A gente ouve o tempo todo que casar por amor é uma péssima ideia e
que o sexo tem que ser bom para conseguir sustentar uma relação. Isso
converge com a ideia de que a nossa Era, dita “moderninha”, é apressada e
as pessoas não tem mais tempo para criar laços muito profundos, nem se
apaixonar, se é que isso ainda existe no pensamento contemporâneo das
grandes cidades.

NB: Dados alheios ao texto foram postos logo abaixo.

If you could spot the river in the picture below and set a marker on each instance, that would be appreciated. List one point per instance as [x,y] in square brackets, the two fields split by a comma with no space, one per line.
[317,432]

Quando a gente vira e diz
que é ingenuidade pensar em amor, a gente acaba por se proteger (e por
descartar) a ideia de que amor existe. Para conquistar uma liberdade
sexual que era necessária e uma ideia de atitude onde ser esperto é o
que importa, a gente modificou um bando de valores e sentimentos. Ou
pior: a gente deixou isso tudo para trás.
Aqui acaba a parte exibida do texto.